Warteg 21 atau dikenal juga dengan nama warteg Ma' Djen ini berlokasi di jalan Tanah Mas Raya Kelurahan Kayu Putih, Jakarta Timur. Tempatnya berada di sebelah SMU Negeri 21. Warteg yang pernah disinggahi orang nomer satu di Indonesia ini didirikan sejak tahun 1978.

Nama warteg 21 ini bermula karena letaknya yang berada tepat disebelah SMU Negeri 21. Warteg ini didirikan pertama kali oleh ibu Djaeni atau yang lebih dikenal dengan panggilan Ma' Djen.
Kepada detikFood (15/01), Mutinah selaku anak dari Ma' Djen pemilik warteg bercerita, "Ibu saya buka warteg sejak tahun 1978. Sebelum di Pulomas, dulu warteg ini berada di jalan Trijaya," ujar Mutinah.
Mutinah merupakan orang asli Tegal tepatnya dari daerah Tapal Batas Kabupaten Pemalang. "Awalnya mungkin ibu saya dulu coba-coba jualan nasi dan akhirnya laku. Kemudian usaha ini berkembang dan sudah turun menurun dari ibu saya dan sekarang saya yang pegang," ujar ibu dari 4 anak ini.
Selain menyuguhkan makanan lezat, kepopuleran warteg 21 ini juga karena pernah disambangi oleh Presiden RI ke-7 dan Presiden RI ke-5 serta beberapa artis ibu kota seperti Derby Romero, Surya Saputra hingga Sammy Simorangkir.

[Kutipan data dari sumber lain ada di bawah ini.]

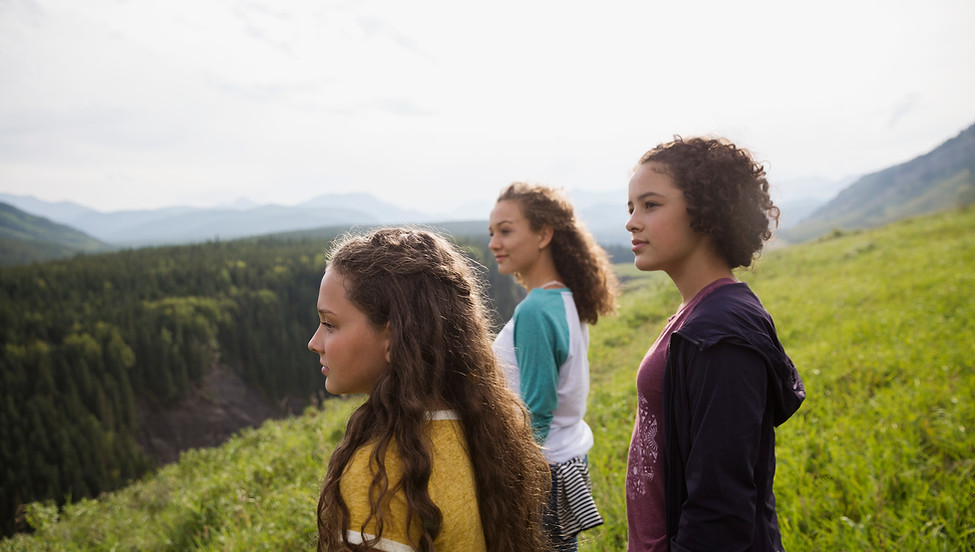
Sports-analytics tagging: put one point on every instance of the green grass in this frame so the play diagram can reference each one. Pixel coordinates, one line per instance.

Tahun 2013 waktu menjabat sebagai gubernur DKI pak Jokowi dan ibu Megawati pernah mampir ke warung ini untuk makan siang seusai meninjau waduk.
'Ya saya tidak tahu kenapa warung saya didatangi rombongan pak gubernur. Tiba-tiba dateng aja gitu makan di sini, ya Alhamdulillah pernah didatangi mereka," ujarnya sambil melayani beberapa pelanggan.
Dalam etalase kaca, dipajang sekitar 20 jenis menu lauk dan juga sayur. Mulai dari olahan ayam, ikan, telur hingga aneka gorengan. "Di sini yang paling favorit itu rempeyek udang dan juga opor ayam," jelas wanita berkerudung ini. Maklum saja rempeyek udang yang berisi udang kecil itu cukup besar ukurannya dengan adonan tepung renyah.
Selain di Pulomas ini, warteg 21 juga memiliki cabang yang berada di
food court Apartement Green Pramuka. Untuk memenuhi kebutuhan di kedua cabangnya ini, dalam sehari Mutinah menghabiskan sekitar 100 kg beras, 80 ekor, telur 15 kg yang diolah jadi dadar, balado dan sayur, udang 10 kg, ikan (tongkol, mujair, kembung) 10 kg, cabai 10 kg dan 30 liter minyak.
"Yang masak jumlahnya ada 4 orang. 2 orang memasak lauk seperti gorengan, 1 orang masak nasi dan 1 orang bikin sayur. Dalam sehari kita juga masak pagi dan sore,"tutur wanita berusia 40 tahun ini.
Kisaran harga di warteg ini terbilang cukup murah, antara Rp 6.000 hingga Rp 25.000. Nasi dan telur harganya Rp 10.000 sudah pakai sayur, sambal dan teh anget. Kalau nambah per satuan ayam goreng Rp 10.000 dan ampela Rp 7.000.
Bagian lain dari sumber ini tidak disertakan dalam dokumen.